Accurate uncertainty estimation for inertial odometry is the foundation to achieve optimal fusion in multi-sensor systems, such as visual or LiDAR inertial odometry. Prior studies often simplify the assumptions regarding the uncertainty of inertial measurements, presuming fixed covariance parameters and empirical IMU sensor models. However, the inherent physical limitations and non-linear characteristics of sensors are difficult to capture. Moreover, uncertainty may fluctuate based on sensor rates and motion modalities, leading to variations across different IMUs. To address these challenges, we formulate a learning-based method that not only encapsulate the non-linearities inherent to IMUs but also ensure the accurate propagation of covariance in a data-driven manner. We extend the PyPose library to enable differentiable batched IMU integration with covariance propagation on manifolds, leading to significant runtime speedup. To demonstrate our method's adaptability, we evaluate it on several benchmarks as well as a large-scale helicopter dataset spanning over 262 kilometers. The drift rate of the inertial odometry on these datasets is reduced by a factor of between 2.2 and 4 times. Our method lays the groundwork for advanced developments in inertial odometry.

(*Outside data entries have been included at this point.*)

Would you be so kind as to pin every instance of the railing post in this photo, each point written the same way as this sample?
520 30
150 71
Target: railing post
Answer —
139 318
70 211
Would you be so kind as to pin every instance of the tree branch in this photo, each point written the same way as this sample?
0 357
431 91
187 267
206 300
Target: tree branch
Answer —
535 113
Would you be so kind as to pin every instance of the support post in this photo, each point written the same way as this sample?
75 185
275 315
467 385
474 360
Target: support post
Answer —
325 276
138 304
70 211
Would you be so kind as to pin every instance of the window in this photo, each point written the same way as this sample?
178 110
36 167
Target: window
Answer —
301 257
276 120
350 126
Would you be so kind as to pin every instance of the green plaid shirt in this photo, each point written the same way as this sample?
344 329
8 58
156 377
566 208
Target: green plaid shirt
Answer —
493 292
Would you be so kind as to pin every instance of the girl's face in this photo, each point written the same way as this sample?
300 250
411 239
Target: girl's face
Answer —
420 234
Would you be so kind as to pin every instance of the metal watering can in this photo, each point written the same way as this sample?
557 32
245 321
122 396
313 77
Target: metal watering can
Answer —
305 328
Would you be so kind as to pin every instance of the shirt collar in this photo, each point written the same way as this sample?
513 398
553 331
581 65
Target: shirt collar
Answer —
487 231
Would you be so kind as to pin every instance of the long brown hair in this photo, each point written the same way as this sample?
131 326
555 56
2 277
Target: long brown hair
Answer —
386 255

翻译：精确估计惯性里程计的不确定性是实现多传感器系统（如视觉或激光雷达惯性里程计）最优融合的基础。以往研究常简化惯性测量不确定性的假设，预设固定协方差参数和经验性IMU传感器模型。然而，传感器固有的物理限制和非线性特征难以捕捉。此外，不确定性可能因传感器速率和运动模态而波动，导致不同IMU之间存在差异。为应对这些挑战，我们提出一种基于学习的方法，不仅封装IMU固有的非线性特性，还确保以数据驱动方式精确传播协方差。我们扩展了PyPose库，使其支持在流形上带协方差传播的可微批处理IMU积分，从而显著提升运行速度。为展示方法的适应性，我们在多个基准测试以及覆盖262公里的大规模直升机数据集上进行评估。这些数据集上的惯性里程计漂移率降低了2.2倍到4倍。我们的方法为惯性里程计的先进发展奠定了基础。